Berryman, Sue E.; And Others
Comprehensive high schools have developed into systems serving the high-achieving, college-bound students and the students who need remediation in basic skills, with little attention being paid to the large number of students who fall between these two levels. Little attention is paid to educating students for midlevel jobs that require more education today than they did previously. Attempting to change this situation, educators have developed a variety of learning arrangements and alternative approaches. They include the following: (1) cognitive apprenticeship, a problem-centered approach in which students become active learners through problem solving; (2) tech prep, which links vocational education in a secondary school to postsecondary technical education; (3) integrated academic and vocational education; (4) career magnet schools and academies that integrate academic and vocational education with a theme or focus school; (5) work-based youth apprenticeship, with a structured curriculum and a significant amount of education taking place on the job; (6) cooperative education, a less-structured approach, with students going to school part time and working part time; and (7) school-based enterprise, activities that encourage students to learn and use academic and entrepreneurship skills. These options should be measured against seven criteria to ensure that a model can be developed for building the middle. The models most likely to succeed should have the following design elements: the pedagogic and curricular principles of cognitive apprenticeship, the organizational elements of academic and vocational integration, the articulation and occupational cluster principles of tech prep, and the rigorous skills certification system of work-based youth apprenticeship. (KC)

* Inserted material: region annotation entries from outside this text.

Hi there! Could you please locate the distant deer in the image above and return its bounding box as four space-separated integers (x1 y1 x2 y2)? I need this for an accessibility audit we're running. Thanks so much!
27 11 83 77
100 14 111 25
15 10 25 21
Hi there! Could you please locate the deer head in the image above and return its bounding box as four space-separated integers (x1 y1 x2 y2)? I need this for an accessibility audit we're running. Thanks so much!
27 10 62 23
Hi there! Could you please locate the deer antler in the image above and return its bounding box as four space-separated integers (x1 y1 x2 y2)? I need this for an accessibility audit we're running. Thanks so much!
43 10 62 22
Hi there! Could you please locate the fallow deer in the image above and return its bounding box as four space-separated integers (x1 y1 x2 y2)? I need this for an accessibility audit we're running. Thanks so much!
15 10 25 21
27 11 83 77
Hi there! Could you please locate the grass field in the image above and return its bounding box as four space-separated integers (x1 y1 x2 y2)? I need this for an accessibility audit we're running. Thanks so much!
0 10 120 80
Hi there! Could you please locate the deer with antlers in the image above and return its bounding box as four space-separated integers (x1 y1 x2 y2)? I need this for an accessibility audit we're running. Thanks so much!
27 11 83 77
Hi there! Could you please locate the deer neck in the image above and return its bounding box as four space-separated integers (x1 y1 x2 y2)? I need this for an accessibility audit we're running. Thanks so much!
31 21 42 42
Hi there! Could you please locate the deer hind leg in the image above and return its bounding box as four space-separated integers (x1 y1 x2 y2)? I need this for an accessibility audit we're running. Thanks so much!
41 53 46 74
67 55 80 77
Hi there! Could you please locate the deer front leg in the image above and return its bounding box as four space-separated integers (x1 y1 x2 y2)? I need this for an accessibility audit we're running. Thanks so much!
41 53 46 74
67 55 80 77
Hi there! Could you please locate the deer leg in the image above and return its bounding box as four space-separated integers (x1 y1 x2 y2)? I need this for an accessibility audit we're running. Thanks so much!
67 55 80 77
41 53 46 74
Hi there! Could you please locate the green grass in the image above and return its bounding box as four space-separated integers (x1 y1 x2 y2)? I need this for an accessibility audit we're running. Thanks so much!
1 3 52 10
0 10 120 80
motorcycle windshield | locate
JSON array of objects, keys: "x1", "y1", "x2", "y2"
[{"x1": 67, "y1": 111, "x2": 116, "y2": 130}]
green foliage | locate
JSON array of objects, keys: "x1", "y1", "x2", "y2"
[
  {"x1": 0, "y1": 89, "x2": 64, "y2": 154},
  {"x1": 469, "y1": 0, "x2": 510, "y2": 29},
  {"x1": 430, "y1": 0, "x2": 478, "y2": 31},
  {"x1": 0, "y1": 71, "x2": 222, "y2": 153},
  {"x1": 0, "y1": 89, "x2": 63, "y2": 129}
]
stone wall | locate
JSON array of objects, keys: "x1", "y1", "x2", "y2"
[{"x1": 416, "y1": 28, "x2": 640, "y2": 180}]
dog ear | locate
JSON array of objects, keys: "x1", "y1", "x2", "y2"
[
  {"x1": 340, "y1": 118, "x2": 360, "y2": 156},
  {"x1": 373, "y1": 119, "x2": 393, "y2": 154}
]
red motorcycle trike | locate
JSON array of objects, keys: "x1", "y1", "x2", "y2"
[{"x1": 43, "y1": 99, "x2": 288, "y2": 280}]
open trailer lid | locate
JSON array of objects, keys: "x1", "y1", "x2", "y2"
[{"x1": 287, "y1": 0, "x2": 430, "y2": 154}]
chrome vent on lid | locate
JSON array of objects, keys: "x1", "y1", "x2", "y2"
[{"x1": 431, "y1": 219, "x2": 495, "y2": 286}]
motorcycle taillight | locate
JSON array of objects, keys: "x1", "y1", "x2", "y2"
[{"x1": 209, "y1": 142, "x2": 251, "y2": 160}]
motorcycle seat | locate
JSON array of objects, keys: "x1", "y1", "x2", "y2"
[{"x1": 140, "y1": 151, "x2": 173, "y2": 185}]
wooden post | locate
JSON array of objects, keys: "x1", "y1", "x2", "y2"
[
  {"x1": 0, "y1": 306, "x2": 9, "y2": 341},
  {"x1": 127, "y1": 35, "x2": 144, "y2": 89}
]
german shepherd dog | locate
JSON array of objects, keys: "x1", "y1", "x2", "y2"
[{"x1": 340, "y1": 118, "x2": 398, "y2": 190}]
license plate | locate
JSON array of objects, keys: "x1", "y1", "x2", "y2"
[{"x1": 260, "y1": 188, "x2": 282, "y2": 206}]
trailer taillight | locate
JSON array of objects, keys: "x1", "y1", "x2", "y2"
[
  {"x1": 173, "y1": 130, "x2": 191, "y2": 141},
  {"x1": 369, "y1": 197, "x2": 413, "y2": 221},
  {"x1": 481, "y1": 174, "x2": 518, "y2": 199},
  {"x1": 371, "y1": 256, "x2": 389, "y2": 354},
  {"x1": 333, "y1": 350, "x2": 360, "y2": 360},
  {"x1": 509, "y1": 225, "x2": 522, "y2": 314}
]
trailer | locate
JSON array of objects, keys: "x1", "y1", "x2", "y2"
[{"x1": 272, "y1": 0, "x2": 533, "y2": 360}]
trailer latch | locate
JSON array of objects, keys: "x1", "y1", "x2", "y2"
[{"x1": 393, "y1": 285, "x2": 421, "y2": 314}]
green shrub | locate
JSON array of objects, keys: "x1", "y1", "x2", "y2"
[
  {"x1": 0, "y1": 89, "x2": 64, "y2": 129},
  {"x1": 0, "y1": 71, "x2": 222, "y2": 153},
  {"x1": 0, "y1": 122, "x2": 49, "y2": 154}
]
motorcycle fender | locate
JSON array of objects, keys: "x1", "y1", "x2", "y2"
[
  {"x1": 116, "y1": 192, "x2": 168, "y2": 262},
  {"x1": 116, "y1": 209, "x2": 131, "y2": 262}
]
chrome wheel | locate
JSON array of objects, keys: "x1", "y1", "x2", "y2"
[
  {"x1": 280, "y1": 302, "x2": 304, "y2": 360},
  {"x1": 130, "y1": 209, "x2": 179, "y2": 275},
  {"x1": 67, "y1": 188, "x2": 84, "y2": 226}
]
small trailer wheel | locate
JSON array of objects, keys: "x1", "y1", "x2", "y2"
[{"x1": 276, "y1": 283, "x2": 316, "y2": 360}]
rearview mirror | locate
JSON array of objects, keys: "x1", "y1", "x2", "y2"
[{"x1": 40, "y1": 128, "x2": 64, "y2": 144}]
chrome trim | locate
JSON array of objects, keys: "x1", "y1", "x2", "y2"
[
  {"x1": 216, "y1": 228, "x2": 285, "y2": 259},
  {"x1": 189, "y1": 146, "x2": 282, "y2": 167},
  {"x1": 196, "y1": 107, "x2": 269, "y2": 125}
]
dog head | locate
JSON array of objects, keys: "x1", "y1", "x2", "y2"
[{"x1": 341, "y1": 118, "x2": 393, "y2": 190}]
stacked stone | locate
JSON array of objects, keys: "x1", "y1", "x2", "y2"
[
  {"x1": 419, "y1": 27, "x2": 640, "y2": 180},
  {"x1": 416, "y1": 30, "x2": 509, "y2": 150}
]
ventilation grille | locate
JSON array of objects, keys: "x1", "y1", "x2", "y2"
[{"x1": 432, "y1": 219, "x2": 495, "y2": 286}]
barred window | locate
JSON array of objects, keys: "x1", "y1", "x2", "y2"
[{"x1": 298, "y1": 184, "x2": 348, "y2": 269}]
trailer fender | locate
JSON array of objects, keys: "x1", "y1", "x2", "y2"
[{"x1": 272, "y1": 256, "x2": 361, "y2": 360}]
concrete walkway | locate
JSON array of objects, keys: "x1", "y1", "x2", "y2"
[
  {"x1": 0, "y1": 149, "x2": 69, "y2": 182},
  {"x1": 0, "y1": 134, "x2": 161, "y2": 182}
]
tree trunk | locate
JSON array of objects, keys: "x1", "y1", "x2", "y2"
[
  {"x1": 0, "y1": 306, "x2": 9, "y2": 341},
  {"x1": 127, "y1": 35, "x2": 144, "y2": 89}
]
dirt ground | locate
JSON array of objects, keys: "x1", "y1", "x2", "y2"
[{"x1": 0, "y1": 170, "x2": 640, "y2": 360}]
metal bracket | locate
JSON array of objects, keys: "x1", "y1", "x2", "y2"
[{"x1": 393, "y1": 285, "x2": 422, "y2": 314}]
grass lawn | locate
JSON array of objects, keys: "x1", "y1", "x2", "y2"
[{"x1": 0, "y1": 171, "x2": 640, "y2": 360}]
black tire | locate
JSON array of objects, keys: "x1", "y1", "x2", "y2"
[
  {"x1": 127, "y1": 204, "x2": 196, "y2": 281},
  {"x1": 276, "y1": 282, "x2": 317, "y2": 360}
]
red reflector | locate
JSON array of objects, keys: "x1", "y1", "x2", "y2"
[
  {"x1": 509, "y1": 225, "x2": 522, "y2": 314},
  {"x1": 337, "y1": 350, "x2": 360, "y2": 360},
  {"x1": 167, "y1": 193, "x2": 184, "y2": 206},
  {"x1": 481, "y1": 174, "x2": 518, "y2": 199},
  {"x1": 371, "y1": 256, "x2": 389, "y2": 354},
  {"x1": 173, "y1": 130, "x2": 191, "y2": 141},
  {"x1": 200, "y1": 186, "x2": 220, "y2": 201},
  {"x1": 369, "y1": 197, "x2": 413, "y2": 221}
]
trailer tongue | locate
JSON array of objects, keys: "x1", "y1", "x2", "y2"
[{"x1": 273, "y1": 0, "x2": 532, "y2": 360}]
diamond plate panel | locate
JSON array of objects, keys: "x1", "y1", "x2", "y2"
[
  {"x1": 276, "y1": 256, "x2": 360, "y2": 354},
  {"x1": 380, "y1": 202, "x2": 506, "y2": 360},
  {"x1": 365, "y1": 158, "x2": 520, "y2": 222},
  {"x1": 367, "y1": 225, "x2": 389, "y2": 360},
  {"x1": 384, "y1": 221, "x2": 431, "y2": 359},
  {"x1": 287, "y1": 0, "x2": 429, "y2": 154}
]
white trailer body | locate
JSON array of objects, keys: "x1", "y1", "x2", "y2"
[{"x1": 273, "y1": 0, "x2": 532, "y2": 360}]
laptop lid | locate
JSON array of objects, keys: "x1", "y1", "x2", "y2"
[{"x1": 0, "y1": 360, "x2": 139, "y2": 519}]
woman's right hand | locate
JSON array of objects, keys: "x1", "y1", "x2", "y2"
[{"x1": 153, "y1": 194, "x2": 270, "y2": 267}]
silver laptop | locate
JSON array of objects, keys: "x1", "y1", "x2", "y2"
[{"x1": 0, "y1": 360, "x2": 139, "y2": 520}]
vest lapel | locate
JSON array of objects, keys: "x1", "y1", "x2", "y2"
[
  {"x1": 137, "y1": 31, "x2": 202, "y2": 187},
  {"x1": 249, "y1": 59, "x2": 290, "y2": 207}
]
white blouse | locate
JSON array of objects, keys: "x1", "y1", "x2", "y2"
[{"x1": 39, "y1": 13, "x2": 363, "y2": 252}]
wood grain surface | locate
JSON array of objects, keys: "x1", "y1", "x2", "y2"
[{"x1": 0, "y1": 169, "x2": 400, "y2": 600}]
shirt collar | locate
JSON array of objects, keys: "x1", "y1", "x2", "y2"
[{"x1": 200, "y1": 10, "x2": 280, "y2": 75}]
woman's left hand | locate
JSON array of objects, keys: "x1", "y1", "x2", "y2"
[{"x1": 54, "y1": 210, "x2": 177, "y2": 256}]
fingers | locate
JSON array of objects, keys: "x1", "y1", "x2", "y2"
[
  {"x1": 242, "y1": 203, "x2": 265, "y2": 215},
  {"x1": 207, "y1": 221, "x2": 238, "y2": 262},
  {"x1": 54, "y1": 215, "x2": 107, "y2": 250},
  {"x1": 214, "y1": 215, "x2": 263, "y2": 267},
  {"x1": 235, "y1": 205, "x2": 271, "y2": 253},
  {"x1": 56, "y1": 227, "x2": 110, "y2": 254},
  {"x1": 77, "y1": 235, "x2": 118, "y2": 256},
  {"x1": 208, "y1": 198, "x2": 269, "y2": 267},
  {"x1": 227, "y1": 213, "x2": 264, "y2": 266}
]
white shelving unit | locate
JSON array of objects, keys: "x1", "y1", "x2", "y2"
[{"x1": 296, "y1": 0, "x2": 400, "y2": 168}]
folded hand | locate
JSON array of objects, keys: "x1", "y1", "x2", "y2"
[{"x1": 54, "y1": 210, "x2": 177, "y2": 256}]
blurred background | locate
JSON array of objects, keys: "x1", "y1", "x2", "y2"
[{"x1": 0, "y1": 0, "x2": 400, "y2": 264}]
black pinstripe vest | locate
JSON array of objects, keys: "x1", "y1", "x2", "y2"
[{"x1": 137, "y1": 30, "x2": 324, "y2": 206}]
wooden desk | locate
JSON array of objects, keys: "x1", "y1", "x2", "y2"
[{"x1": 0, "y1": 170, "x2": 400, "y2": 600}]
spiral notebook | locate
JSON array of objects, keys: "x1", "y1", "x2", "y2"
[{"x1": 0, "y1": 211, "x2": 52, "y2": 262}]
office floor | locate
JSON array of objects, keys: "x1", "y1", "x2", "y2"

Descriptors: Academic Education, Apprenticeships, Educational Change, Educational Improvement, Educational Needs, Educational Trends, Futures (of Society), Integrated Curriculum, Job Training, Magnet Schools, Models, Noncollege Bound Students, Postsecondary Education, Program Development, Secondary Education, Vocational Education
Institute on Education and the Economy, Teachers College, Box 174, Columbia University, New York, NY 10027 (free).
Publication Type: Information Analyses
Education Level: N/A
Sponsor: William T. Grant Foundation, Washington, DC. Commission on Work, Family, and Citizenship.; Office of Vocational and Adult Education (ED), Washington, DC.
Authoring Institution: Columbia Univ., New York, NY. Inst. on Education and the Economy.